For me personally, I use Visual Studio Code with the ElixirLS extension (ElixirLS: Elixir support and debugger - Visual Studio Marketplace). The extension plus features of Visual Studio Code can help somewhat for your (1) and (2) but definitely not what you’re used to with Visual Studio (I presume). But as far as I know, it’s about as good as you’re going to get right now. For (3), ElixirLS will dynamically display type information, but it’s usually way too generic to be useful. I personally shoot for 100% coverage of typespecs (I see almost no reason not to) and then use Dialyzer. Dialyzer is not really a type checker. It’s sort of its own thing, but it’s as close as you’re going to get to help with this.

In Elixir, you can accomplish type-driven development, and this is definitely something I strive for. Use structs as much as possible and define @type t() :: ... for them so that you can use that type definition in modules that use your structure, including in the module that defines that struct with __MODULE__.t(). I also heavily use @type definitions to create domain-specific types that help make my code easier to read and understand, while also utilizing Dialyzer.

For the most part, I’d say 95% of code away from I/O and process/message boundaries in Elixir and Erlang does not need to be dynamic.
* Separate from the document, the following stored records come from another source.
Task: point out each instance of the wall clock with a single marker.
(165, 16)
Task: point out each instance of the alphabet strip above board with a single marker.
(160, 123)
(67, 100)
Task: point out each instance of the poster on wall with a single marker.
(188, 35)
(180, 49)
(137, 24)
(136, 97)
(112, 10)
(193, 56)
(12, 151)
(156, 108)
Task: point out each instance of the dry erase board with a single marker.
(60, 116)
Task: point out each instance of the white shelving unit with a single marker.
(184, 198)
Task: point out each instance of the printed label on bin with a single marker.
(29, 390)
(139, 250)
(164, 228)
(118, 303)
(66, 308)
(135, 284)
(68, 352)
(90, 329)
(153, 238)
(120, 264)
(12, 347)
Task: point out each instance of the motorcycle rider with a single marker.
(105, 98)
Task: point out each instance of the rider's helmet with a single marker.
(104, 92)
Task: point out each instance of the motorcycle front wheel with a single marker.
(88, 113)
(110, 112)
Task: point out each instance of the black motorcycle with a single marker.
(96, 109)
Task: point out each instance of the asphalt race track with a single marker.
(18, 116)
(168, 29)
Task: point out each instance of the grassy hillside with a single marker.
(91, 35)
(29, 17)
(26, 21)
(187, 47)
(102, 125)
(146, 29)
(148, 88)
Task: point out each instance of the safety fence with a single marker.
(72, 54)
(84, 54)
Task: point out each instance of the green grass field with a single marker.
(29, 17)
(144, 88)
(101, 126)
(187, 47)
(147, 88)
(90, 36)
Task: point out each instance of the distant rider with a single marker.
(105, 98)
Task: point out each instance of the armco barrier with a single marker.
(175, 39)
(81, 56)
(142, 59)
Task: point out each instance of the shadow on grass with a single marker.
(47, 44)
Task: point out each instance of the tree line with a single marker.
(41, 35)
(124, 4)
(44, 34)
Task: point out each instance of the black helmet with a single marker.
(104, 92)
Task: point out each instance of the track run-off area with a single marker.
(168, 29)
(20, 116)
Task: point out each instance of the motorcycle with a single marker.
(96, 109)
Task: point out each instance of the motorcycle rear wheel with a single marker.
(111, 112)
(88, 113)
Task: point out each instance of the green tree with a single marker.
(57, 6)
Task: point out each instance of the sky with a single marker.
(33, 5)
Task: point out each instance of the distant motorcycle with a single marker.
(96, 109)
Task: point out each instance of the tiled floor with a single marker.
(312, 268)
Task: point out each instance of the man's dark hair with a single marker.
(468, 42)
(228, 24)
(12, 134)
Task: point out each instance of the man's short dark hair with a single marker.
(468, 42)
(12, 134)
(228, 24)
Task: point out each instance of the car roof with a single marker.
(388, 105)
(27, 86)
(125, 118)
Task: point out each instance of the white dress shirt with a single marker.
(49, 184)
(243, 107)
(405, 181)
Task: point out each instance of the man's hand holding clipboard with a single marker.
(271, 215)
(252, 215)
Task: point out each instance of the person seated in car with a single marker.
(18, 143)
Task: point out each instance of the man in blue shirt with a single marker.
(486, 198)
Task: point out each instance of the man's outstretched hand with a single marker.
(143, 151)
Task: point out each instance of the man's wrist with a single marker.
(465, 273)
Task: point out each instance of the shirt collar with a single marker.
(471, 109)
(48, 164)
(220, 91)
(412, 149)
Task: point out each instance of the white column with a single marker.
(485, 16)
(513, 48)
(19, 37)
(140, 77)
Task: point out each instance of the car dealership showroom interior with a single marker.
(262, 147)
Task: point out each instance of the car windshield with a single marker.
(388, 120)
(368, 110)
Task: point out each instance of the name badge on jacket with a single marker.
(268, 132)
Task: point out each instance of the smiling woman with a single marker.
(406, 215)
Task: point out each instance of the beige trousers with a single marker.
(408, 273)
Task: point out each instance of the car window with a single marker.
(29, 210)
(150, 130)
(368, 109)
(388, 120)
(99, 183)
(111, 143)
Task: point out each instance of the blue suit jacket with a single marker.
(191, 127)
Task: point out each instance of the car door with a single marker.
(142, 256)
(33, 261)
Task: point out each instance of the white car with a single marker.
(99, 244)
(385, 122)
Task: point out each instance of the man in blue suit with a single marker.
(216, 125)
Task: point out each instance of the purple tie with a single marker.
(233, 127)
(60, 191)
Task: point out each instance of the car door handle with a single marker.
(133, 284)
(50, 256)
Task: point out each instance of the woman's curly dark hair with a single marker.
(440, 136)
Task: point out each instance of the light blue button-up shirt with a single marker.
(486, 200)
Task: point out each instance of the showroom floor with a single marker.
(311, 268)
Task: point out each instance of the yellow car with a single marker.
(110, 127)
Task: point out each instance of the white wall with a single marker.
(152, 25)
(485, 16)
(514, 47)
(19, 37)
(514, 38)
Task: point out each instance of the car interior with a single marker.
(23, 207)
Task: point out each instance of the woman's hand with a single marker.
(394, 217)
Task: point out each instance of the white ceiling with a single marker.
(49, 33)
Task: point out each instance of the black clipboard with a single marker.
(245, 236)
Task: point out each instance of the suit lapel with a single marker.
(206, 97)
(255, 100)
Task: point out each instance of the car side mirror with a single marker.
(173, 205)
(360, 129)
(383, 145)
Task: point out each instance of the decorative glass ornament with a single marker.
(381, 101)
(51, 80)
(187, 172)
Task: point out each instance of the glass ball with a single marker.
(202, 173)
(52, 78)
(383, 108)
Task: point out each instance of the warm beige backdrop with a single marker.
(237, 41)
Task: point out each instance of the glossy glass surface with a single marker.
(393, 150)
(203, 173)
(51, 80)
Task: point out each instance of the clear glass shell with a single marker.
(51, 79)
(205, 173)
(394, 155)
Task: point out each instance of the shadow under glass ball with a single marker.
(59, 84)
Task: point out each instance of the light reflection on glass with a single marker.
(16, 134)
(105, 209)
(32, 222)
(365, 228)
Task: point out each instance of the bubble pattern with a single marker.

So, I treat if it was statically typed via detailed @spec usage, clear argument names, custom @type definitions, and using Dialyzer.

This is certainly an opinionated stance, but I personally see no other way to write solid code that is easily read and maintained and can onboard new developers.

There is no fundamental reason why an advanced and modern IDE experience doesn’t exist yet. It’s just that Elixir is new and it hasn’t been taken on by somebody.